Critiques of material and capital aside, I’ve become less swayed by arguments against ornamentation. I want more Christmas. I want it earlier, and I want it later — until its proper conclusion on Candlemas, 2 February.
“We must recognise at times that we have lost the ability to wait,” Pope Francis said in 2024 at the feast of the Presentation of the Lord. As a child, with that one gift set aside, I struggled. Yes, I was almost certain that box contained a sweater, but what if it held something else, one of those wild gift requests that we make as children before we know better, before we understand money and sacrifice.
I would sneak glances at it from the kitchen and the dining room. The gift glowed under the lowest hanging lights on the tree. In the weeks prior, I had been in its place, laying under the lit tree and staring up through the branches. I had long been drawn to that glow, even walking around my house in the cold night, feeling new in the outdoor lights. The world is alit during Advent, and why not?
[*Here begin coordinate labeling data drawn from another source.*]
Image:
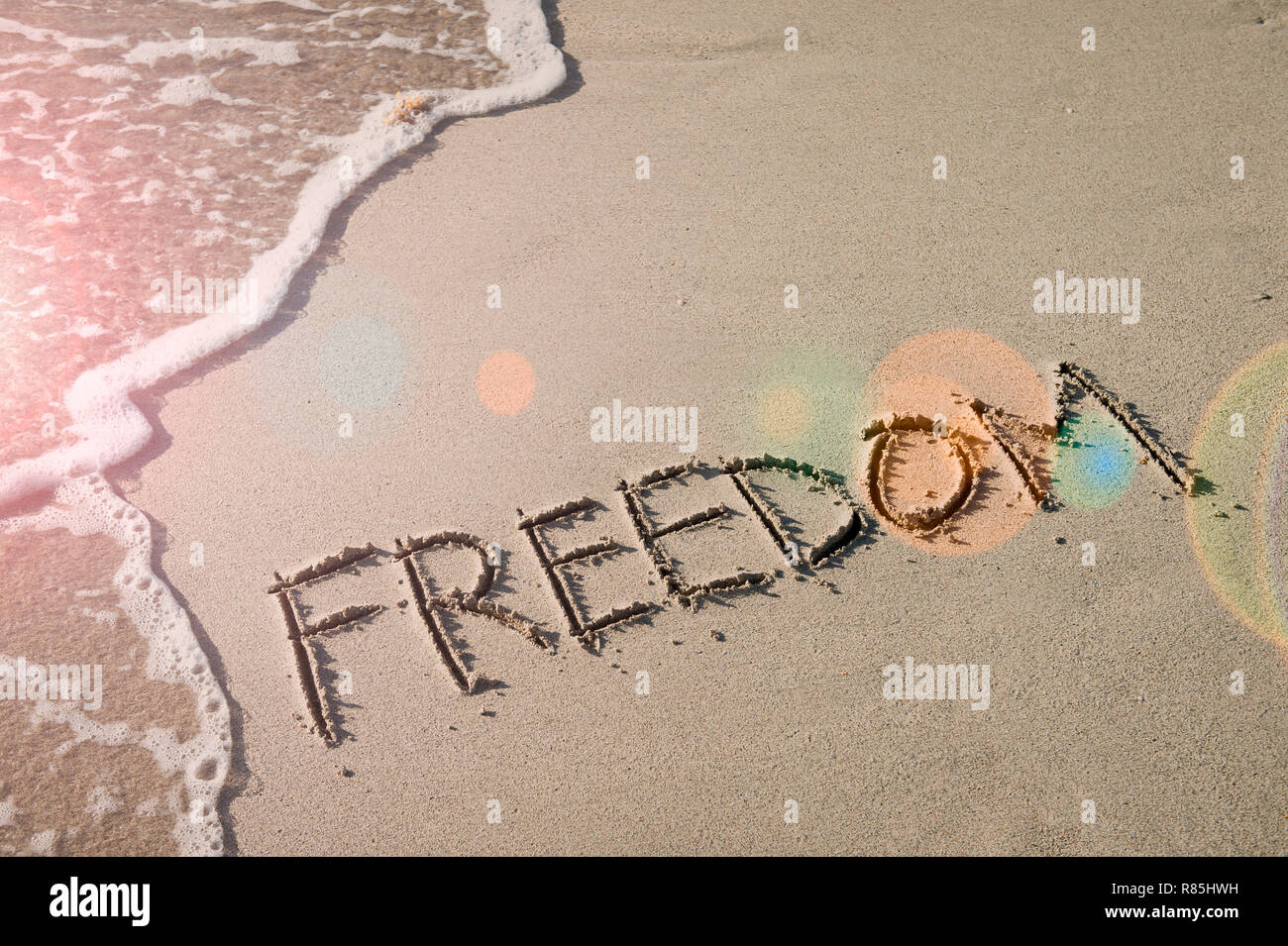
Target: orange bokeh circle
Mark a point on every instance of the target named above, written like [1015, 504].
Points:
[941, 379]
[505, 382]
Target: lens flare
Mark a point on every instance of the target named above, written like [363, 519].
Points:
[1237, 512]
[505, 382]
[1095, 463]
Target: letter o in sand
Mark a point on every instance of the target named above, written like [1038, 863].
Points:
[505, 382]
[957, 457]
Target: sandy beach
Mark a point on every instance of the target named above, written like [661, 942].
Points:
[638, 240]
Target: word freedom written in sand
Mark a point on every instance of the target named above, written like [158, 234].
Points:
[918, 519]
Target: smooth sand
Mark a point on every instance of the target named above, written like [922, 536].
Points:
[767, 168]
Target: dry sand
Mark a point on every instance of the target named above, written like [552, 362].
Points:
[767, 168]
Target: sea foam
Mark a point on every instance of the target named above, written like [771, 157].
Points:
[106, 426]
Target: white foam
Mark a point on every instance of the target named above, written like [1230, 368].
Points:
[110, 428]
[86, 506]
[106, 421]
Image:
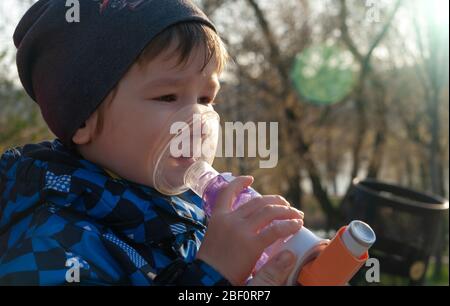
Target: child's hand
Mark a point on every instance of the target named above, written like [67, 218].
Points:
[276, 271]
[234, 240]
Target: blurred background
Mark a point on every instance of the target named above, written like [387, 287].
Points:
[360, 91]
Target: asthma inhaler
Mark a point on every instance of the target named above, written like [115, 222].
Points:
[320, 262]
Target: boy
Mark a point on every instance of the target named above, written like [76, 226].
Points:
[81, 209]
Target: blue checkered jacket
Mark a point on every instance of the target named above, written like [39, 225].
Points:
[64, 220]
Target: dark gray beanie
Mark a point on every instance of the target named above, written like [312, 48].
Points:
[69, 68]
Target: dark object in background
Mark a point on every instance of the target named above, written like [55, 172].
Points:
[407, 224]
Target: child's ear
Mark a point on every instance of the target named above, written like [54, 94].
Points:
[86, 132]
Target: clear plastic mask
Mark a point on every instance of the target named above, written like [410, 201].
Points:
[189, 136]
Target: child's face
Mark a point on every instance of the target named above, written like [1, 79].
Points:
[145, 98]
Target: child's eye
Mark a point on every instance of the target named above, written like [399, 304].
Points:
[167, 98]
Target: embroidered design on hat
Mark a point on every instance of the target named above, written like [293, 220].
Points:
[119, 4]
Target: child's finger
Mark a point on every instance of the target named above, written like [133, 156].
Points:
[228, 194]
[270, 213]
[250, 207]
[279, 230]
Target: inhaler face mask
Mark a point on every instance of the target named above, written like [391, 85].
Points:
[189, 136]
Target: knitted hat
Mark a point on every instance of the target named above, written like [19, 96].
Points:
[69, 68]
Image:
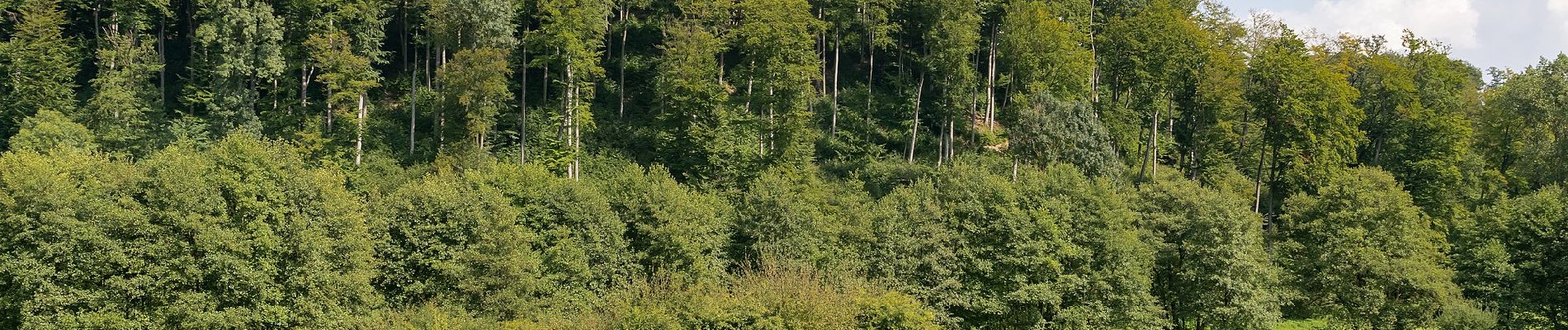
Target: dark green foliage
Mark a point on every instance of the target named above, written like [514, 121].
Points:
[40, 64]
[1054, 249]
[1364, 255]
[763, 165]
[673, 230]
[1048, 130]
[1212, 270]
[1515, 251]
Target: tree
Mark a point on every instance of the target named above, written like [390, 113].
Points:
[797, 216]
[74, 246]
[1054, 249]
[576, 29]
[475, 80]
[703, 138]
[125, 101]
[1146, 55]
[449, 241]
[245, 235]
[1046, 130]
[1514, 252]
[1416, 120]
[1041, 45]
[775, 41]
[49, 130]
[1310, 122]
[348, 75]
[40, 64]
[1211, 266]
[235, 52]
[674, 232]
[951, 36]
[1364, 255]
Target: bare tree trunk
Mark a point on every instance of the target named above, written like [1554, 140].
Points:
[914, 125]
[833, 125]
[621, 90]
[989, 85]
[522, 108]
[413, 108]
[1258, 182]
[360, 132]
[1093, 50]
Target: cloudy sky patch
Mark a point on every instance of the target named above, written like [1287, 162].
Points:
[1487, 33]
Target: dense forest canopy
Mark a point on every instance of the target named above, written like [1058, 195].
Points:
[764, 165]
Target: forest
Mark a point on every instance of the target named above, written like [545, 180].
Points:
[766, 165]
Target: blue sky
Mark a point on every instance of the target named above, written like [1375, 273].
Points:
[1487, 33]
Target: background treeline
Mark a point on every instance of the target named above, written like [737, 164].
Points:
[764, 165]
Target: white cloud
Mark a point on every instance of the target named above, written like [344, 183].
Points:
[1449, 21]
[1559, 13]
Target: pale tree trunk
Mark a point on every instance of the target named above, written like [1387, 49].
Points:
[914, 125]
[625, 30]
[413, 108]
[360, 132]
[1093, 50]
[522, 108]
[989, 85]
[1151, 152]
[833, 125]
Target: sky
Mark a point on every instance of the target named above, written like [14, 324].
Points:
[1487, 33]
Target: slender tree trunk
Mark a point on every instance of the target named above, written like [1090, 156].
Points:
[305, 82]
[1093, 50]
[163, 71]
[360, 132]
[413, 108]
[914, 124]
[1150, 152]
[621, 90]
[833, 125]
[989, 83]
[522, 106]
[1258, 182]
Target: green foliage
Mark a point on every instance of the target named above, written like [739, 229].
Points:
[1211, 265]
[1360, 252]
[40, 64]
[234, 237]
[703, 138]
[770, 298]
[235, 52]
[1054, 249]
[50, 130]
[674, 232]
[1515, 252]
[125, 99]
[1050, 130]
[775, 41]
[1310, 122]
[1043, 49]
[800, 218]
[475, 83]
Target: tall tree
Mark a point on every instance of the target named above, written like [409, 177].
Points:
[951, 36]
[475, 82]
[40, 64]
[1310, 122]
[125, 99]
[1364, 255]
[235, 52]
[576, 30]
[703, 138]
[775, 40]
[348, 75]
We are steeped in joy during Easter, as We should be, but let’s extend that joy during the colder months, when the heart might harden a bit.
My brother’s wisdom, of course, was to not merely extend the exchanging of gifts, but to extend the anticipation. We have been awaiting Christ’s arrival; we know that we need him.
The poet Jane Kenyon, who died 30 years ago, is a poet of waiting. I find in her work a language and structure for these protracted moments of Advent. In 1980, Kenyon had a Blakean vision: “It was like a waking dream. My eyes were open, and I saw these rooms, this house but in my mind’s eyes,” she said. “I also saw a great ribbon of light and every human life was suspended. There was only this buoyant shimmering, undulating stream of light.” She told her husband, the poet Donald Hall, that the Holy Ghost had been in the room with her.
Kenyon captures waiting in her poem “Mosaic of the Nativity: Serbia, Winter, 1993”. The first stanza begins with a lamenting God: “I made them my joy, / and everything else I created / I made to bless them.” And yet: “see what they do! / I know their hearts / and arguments.” Descended from Cain, they have become comfortable with evil. It is habit. In the final stanza, though, Kenyon turns: “God thinks Mary into being.” She is above them all: “she curls in a brown pod, / and inside her mind / of Christ, cloaked in blood, / lodges and begins to grow”. Those final lines are thick; a bit mired in paradox. And yet the meaning is clear: we await the bodily Christ, the greatest gift.
In the evening, when the music started to die down, and the dishes were cleaned and back in their cabinets, I would sit next to my brother — a boy next to a man — and open my gift. I was thankful for it. I am even more thankful now.